We anchor out and are tendered in to the local Yacht Club.
They have these pole statues all over town for the tourists to take photos.
They have nice homes and many of them are classics. Once again they are a town that is proud of their heritage.
This provides lots of unique homes
from various eras.
They do seem to like their gardens.
Shopping was along the streets, with no malls in sight.
For the morning we took a bus tour with Sian as our driver and guide.
The country side was very brown. They are into the 5th year of drought, and have not had rain since before Christmas (i.e. none so far this year).
The tour stopped at a small marina for coffee and a restroom break.
Clever wall decoration inside the coffee shop.
For the afternoon we took our own walking tour and visited the National Wool Museum that was only 3 blocks from the Yacht Club. This was a great decision.
Old caretakers’ cabin.
Love these old stoves.
Lots of processing required.
An automatic sock knitting machine. Who knew?
Their show piece was a 109 year old rug weaving loom. With 7 colors, 1,323 bobbins, and 1,992 punch cards the 1910 Axminster Jacquard gripper-type carpet loom is awesome. It takes these bobbins of yarn
Here you see the operator and the digital punch card instructions.
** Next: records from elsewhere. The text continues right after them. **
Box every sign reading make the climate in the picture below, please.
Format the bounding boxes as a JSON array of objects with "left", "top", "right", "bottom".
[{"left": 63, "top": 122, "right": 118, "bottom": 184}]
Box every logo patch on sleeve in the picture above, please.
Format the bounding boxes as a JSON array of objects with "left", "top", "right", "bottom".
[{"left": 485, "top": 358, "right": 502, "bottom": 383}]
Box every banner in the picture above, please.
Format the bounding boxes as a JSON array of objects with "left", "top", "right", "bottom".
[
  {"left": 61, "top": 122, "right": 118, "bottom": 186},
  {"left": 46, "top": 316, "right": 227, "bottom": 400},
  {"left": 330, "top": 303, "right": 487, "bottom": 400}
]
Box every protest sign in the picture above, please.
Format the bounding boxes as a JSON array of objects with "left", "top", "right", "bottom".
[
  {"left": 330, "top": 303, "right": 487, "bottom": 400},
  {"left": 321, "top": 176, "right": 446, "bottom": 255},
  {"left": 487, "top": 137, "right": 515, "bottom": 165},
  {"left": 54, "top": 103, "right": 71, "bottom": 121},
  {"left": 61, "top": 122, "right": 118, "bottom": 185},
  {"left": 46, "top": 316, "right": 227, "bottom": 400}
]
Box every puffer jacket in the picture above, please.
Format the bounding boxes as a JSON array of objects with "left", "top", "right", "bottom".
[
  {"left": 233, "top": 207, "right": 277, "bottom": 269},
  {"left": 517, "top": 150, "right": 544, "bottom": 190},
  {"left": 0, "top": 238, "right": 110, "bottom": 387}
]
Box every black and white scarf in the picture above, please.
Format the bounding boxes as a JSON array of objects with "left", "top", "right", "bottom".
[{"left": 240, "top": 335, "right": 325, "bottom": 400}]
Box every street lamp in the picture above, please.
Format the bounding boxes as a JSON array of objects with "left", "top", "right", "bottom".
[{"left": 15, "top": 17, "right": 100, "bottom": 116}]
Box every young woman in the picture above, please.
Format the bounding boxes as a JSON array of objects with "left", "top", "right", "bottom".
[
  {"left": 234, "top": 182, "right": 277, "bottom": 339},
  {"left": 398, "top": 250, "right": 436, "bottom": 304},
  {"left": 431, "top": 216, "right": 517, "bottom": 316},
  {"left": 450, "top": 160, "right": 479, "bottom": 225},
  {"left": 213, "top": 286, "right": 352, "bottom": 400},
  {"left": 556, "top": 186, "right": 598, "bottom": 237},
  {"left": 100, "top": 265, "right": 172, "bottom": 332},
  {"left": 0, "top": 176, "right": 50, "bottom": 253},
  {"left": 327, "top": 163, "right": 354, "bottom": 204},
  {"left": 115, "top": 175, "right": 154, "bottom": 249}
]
These punch cards control the bobbin selection and then move forward when those instructions have been completed. This design system of Josepth Marie Jacquard (1752-1834) influenced the legendary Charles Babbage (1791-1871) who is known as “the father of the computer” and credited with inventing the first mechanical computer. That’s amazing. Excited to have seen this wonderful computing machine. That was such a great stop, gramma bought a new wool top.
Checked out some more statues.
Another place with a Robinson R44. This is the third operation with an R-44 that we have seen along the southern coast.
Much to our surprise, Clark is joining us on the boat. 😉
What a day. Can not get over that carpet weaving machine.